Greetings.
I've faced strange behaviour while working on my project.
// First snipped
//---
struct IrcEvent(T)
{
private T[] _container;
bool opOpAssign(string op, R)(R dlg)
if (op == "+")
{
_container ~= dlg;
return true;
}
}
class IrcClient
{
public IrcEvent!(void delegate(string)) OnMessageReceived;
}
class Foo
{
static public void Dispatch(IrcClient session)
{
auto operator = new Foo;
session.OnMessageReceived += &operator.Dispatch;
}
public void Dispatch(string msg)
{
}
}
void main()
{
auto irc = new IrcClient;
Foo.Dispatch(irc);
}
//---
Compiler refuse to compile this code with such message:
//---
./test.d(10): Error: cannot append type void delegate(IrcClient session) to type void delegate(string)[]
./test.d(27): Error: template instance test.IrcEvent!(void delegate(string)).IrcEvent.opOpAssign!("+",void delegate(IrcClient session)) error instantiating
//---
But when I change position of Dispatch methods in Foo class...
//Second source
//---
struct IrcEvent(T)
{
private T[] _container;
bool opOpAssign(string op, R)(R dlg)
if (op == "+")
{
_container ~= dlg;
return true;
}
}
class IrcClient
{
public IrcEvent!(void delegate(string)) OnMessageReceived;
}
class Foo
{
public void Dispatch(string msg)
{
}
static public void Dispatch(IrcClient session)
{
auto operator = new Foo;
session.OnMessageReceived += &operator.Dispatch;
}
}
void main()
{
auto irc = new IrcClient;
Foo.Dispatch(irc);
}
//---
Compiler doesn't complain!
The only difference between those 2 code snippets is position of Dispatch method.
In first code example non-static version of method is under static version and in second example static version of method is under non-static version.

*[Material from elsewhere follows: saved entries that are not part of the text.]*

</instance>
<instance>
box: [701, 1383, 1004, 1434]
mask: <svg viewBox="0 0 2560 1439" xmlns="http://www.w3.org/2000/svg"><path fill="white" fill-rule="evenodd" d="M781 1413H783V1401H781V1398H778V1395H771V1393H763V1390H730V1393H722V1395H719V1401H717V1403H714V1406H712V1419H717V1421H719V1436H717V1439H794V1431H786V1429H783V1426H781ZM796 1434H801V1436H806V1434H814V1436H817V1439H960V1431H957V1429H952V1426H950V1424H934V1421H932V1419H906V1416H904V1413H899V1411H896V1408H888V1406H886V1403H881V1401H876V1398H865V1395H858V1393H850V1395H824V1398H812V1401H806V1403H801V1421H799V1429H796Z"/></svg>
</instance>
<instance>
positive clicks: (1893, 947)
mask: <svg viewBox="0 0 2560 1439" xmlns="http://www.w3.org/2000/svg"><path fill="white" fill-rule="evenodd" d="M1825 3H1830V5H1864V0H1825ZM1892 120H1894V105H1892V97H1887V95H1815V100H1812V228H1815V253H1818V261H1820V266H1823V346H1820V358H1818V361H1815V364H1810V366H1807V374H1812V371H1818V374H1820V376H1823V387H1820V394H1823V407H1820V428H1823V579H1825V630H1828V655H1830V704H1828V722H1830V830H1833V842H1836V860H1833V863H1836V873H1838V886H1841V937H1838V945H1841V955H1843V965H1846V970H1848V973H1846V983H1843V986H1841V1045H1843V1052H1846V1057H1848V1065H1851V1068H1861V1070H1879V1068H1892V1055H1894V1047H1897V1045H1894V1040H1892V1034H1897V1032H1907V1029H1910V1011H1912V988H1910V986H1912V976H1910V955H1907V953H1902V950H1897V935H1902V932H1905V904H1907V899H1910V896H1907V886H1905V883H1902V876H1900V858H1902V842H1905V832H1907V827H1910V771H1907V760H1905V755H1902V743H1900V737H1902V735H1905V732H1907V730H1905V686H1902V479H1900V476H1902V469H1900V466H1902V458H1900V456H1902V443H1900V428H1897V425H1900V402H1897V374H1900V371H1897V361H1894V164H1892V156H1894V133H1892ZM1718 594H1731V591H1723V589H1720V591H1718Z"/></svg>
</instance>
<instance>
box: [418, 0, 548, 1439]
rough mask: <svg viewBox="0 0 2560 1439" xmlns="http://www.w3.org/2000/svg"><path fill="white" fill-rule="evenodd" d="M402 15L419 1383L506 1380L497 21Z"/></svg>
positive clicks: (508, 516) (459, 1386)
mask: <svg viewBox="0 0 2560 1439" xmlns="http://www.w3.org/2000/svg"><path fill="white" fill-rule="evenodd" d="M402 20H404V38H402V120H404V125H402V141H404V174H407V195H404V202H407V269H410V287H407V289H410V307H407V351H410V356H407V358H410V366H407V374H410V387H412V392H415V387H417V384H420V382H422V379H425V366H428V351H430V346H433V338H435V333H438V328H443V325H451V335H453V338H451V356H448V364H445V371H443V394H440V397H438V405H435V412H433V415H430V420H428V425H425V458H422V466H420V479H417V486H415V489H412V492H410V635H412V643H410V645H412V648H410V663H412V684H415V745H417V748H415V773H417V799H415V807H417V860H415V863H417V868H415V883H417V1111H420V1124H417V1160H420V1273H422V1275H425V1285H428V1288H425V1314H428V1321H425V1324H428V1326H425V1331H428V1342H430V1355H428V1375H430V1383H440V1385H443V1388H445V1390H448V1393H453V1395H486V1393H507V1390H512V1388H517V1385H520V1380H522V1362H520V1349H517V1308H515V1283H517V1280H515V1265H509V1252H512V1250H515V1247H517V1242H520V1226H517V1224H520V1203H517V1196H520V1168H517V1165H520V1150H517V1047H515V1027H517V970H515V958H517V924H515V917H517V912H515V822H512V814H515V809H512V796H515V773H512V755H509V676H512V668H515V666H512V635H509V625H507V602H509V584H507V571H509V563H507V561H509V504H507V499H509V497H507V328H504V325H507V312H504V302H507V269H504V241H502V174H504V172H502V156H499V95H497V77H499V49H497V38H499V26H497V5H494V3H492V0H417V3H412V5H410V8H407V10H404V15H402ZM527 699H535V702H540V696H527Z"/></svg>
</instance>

In my opinion this is a bug, compiler should look at methods definitions and try to fit delegate not fail on first attempt.
Best regards,
Damian Ziemba
Comment #1 by hsteoh — 2014-11-18T05:03:16Z
Bug is still present in git HEAD. Tested on Linux/64.
Comment #2 by dlang-bugzilla — 2017-06-26T01:56:15Z
I'm pretty sure this is not reasonably possible to make work.
The expression &operator.Dispatch is ambiguous, as it can refer to either the static or non-static method. Now, the D compiler has some internal capabilities of working with overload sets. However, in this case, this ambiguous expression is passed as a template value parameter to opOpAssign. Because it is passed as a regular parameter (and not e.g. alias), then it must have a type, so the compiler is forced to pick one overload at this point (assuming this didn't happen earlier, for the & operator). Only when the append occurs inside the opOpAssign implementation can the overload set be reasonably resolved to the one or other overload; however, at that point, the opOpAssign method had already been instantiated with a concrete type, so it is too late to do anything.
So, for this to work, the compiler would need to speculatively instantiate the function with the type of each overload in the overload set, which would almost surely be prohibitively complicated and expensive.
The other option would be to prefer non-static overloads when a class instance (not just type) is supplied before the dot, however I believe that the overload resolution rules are currently complicated enough to warrant this arguably strange and easily avoidable use case.
I'll leave this open because picking an overload by a "whichever comes first" rule is problematic - probably neither of the presented test cases should compile.